The smaller the distance between the two evidences, the higher their similarity. By using Eq. (20) we get the similarity matrix between 3 experts:

$$\begin{aligned} {Sim} = \left( {\begin{array}{*{20}{c}} 1&{}{0.5}&{}{0.6}\\ {0.5}&{}1&{}{0.9}\\ {0.6}&{}{0.9}&{}1 \end{array}} \right) \end{aligned}$$

The support degree reflects the degree of mutual support between evidence. We get the support degree by using the similarity matrix and Eq. (21), the results are shown in Table 4. Then we use the Eq. (22) to normalize the results to get the credibility, as shown in the Table 5. The more evidence is supported by other evidence, the more credible the evidence is.

Table 4 The support degree of evidence.
Table 5 The credibility of evidence.

Then, we use credibility as the weight of BPAs to calculate the \({\tilde{m}}_O^1\). The specific calculation process of \(m_O^1(3)\) is shown as follows:

$$\begin{aligned} m_O^1(3)= & {} Crd(m_{O1}^1) \times m_{O1}^1(3) + Crd(m_{O2}^1) \times m_{O2}^1(3) + Crd(m_{O3}^1) \times m_{O3}^1(3)\\= & {} 0.275 \times 0.4 + 0.350 \times 0.9 + 0.375 \times 0.8\\= & {} 0.725 \end{aligned}$$

Next we use Murphy combination rule to get the final mass function, as shown in Table 6. Use Eq. (24) to get the average value of O risk factor. The specific calculation process is shown as follows:

$$\begin{aligned} O_{avg}^1= & {} 3 \times {\tilde{m}}_O^1(3) + 4 \times {\tilde{m}}_O^1(4)\\= & {} 3 \times 0.72 + 4 \times 0.28\\= & {} 3.12 \end{aligned}$$

In the same way, we can find out the average value of S and D risk factor. We put the results in Table 7.

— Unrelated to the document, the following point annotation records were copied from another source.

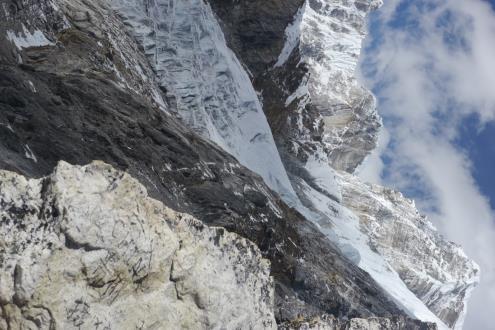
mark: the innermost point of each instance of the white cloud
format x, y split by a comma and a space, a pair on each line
429, 77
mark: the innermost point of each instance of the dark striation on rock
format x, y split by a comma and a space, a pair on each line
76, 86
58, 102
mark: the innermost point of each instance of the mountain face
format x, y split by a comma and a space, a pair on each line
244, 115
129, 262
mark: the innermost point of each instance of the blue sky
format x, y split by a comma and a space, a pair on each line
431, 64
479, 144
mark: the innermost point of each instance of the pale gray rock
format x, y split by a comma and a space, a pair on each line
373, 323
86, 248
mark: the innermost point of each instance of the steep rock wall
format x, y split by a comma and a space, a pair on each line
87, 248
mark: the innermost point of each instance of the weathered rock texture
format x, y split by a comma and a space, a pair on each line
436, 270
86, 248
372, 323
51, 112
75, 86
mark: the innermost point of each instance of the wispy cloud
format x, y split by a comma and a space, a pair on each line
431, 65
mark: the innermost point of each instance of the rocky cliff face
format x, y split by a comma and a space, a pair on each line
437, 271
86, 248
238, 113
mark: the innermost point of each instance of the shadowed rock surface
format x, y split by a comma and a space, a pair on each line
80, 112
75, 86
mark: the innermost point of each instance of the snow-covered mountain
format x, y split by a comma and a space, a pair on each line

Finally, we can get the improved RPN value:

$$\begin{aligned} RPN_{avg}^1 = O_{avg}^1 \times S_{avg}^1 \times D_{avg}^1 = 45.81. \end{aligned}$$
Table 6 BPAs based on Murphy combination rule.
Table 7 The average value of 3 risk factors.
Table 8 RPN value based on different improved methods.

Discussion

After the same calculation process for 17 failure modes, using Eq. (25) we get the RPN value of each failure mode. The results (\(RPN_{avg}\)) are listed in the Table 8, as well as the results of some other methods. AMWRPN48 uses the method of Ambiguity Measurement to calculate the weight of experts. MVRPN60 averages the obtained RPN values. Improved MVRPN30 further improves the combination rule of MVRPN60. As described in the literature, \(FM1 \thicksim FM8\) describe the failure mode of compressor rotor blades and \(FM9 \thicksim FM17\) describe the failure mode of turbo rotor blades. Experimental results show that, for compressor rotor blades: \(FM2\succ FM6\succ FM1\succ FM3\succ FM7\succ FM8\succ FM4\succ FM5\), for turbo rotor blades: \(FM9 \succ FM10\succ FM14\succ FM12\succ FM11\succ FM13\succ FM15\succ FM17 \succ FM16\), \(\succ \) indicates that the previous item has a higher priority. For compressor rotor blades and turbo rotor blades respectively, FM2 and FM9 have the highest priority, indicates that more resources should be allocated to it. In Fig. 3, we can know that our ranking result is nearly the same with others. In Fig. 4, we can find that the results calculated by different methods are slightly different, but this is acceptable. Because the calculation results of several groups in \(FM9-FM17\) are very close, this brings some impact to our sorting results. The experimental results verify the rationality of our method.

Figure 3
figure 3

The ranking result of FM1–FM8.

Figure 4
figure 4

The ranking result of FM9–FM17.

Conclusions

In the frame of D–S evidence theory, this paper proposes an improved failure mode and effects analysis method based on triangular fuzzy numbers, negation of BPAs and evidence distance. Firstly, the new BPAs was constructed by fuzzy modeling of expert evaluation results, then calculate the negation of BPAs, next BPAs weight was calculated by evidence distance, and finally, a new RPN value was calculated by fusion of Murphy combination rule. In short, the method considers how to fuse conflicting evidence from experts and also considers the relative weight inconsistency caused by the uncertainty of experts’ evaluation. We apply the proposed method to the failure mode analysis of compressor rotor blades and turbo rotor blades. The experimental results verify the effectiveness and rationality of this method. In the future research, we can broaden our approach to other fields. Moreover, we can consider the relative importance of each risk factor to enrich our study.